Constraints on the probes:

  • Each must be distinct from the others and from phase 1 (not a re-test of --cap-drop ALL or --clearenv from another angle).

  • Bias toward novelty: kernel interfaces (eBPF, perf events, kernel keyrings, io_uring), filesystem corners (proc, sys, debugfs, cgroup, securityfs, /proc/<pid>/root traversal), env-var recovery paths, IPC channels (abstract unix sockets, signalfd, pidfd, fanotify), network reachability (loopback services, /etc/resolv.conf, AF_NETLINK, raw sockets), credential paths, exec-chain escalation (setuid binaries despite NO_NEW_PRIVS, file capabilities), and bwrap-specific cases (--die-with-parent race, --new-session bypass, env-redirect bypasses routing git back to a host gitconfig).

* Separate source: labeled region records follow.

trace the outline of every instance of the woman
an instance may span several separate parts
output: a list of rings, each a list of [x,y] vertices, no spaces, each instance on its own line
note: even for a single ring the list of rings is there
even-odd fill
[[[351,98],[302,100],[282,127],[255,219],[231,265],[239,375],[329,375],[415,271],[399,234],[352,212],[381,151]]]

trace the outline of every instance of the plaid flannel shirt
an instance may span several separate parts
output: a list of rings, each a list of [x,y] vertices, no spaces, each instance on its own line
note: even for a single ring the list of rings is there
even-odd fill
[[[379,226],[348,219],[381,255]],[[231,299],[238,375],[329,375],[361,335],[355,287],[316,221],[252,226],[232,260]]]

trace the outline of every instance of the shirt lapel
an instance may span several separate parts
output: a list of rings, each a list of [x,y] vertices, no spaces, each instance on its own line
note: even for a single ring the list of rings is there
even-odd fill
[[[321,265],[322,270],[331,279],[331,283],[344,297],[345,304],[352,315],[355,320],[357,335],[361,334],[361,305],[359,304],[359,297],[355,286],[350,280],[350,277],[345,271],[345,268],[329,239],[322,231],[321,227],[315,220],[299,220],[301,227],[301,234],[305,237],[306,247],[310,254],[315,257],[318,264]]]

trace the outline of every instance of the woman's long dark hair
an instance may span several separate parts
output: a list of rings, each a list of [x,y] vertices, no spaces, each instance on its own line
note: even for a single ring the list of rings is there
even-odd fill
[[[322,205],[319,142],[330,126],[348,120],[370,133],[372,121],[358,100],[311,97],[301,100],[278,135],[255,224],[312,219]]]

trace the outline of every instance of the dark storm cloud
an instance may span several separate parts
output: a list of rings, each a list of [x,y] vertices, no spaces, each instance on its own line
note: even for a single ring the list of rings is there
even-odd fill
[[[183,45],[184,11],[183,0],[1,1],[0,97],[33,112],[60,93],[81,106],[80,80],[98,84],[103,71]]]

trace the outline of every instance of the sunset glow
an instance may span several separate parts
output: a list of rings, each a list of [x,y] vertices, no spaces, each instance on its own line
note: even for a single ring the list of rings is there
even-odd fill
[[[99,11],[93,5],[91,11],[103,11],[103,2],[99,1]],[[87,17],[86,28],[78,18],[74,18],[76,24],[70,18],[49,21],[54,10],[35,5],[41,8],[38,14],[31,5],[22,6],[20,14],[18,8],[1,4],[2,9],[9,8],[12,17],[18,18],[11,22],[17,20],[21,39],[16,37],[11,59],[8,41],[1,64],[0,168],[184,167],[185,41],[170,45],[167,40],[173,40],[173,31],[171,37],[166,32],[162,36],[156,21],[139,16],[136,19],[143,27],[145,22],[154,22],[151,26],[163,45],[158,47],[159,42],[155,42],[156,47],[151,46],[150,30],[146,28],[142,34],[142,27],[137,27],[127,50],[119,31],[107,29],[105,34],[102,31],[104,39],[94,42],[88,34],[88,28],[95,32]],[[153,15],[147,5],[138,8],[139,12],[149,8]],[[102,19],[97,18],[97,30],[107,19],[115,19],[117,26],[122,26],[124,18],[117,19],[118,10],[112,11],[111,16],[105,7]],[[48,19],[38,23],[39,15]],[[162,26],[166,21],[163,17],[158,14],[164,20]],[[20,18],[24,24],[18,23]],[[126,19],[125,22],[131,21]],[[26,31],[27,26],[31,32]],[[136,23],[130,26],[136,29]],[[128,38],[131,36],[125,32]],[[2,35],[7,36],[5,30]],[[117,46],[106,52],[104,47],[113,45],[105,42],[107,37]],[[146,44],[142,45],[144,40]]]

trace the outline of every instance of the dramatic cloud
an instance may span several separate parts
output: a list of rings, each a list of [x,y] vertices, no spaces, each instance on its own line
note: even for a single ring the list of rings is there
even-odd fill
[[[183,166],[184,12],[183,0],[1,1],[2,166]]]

With the egress jail on (the default), an attempted connection to an RFC1918 or 169.254.169.254 address is a candidate phase-2 probe — phase-2 probes are reasoned up dynamically, not a fixed list — and if run it should classify [BLOCKED] (blackholed route) rather than [ESCAPED].

Each probe is classified on one line:

Classification

Meaning

Effect

[BLOCKED]

The attempt failed the way the sandbox expects (EACCES, EPERM, ENOENT for masked paths, etc.).

None.

[ESCAPED]

The attempt succeeded in a way that violates the threat model (readable host credential, writable host path outside the workspace, signal to a process outside the pidns, etc.).

Result becomes SANDBOX LEAKING; command exits non-zero regardless of phase 1.

[INCONCLUSIVE]

No error, but no demonstrated breach either.

Informational; does not change the exit code. Each is followed by a suggested follow-up.

If all 10 probes are [BLOCKED], the final line is RESULT: SANDBOX OK (18 deterministic + 10 adversarial).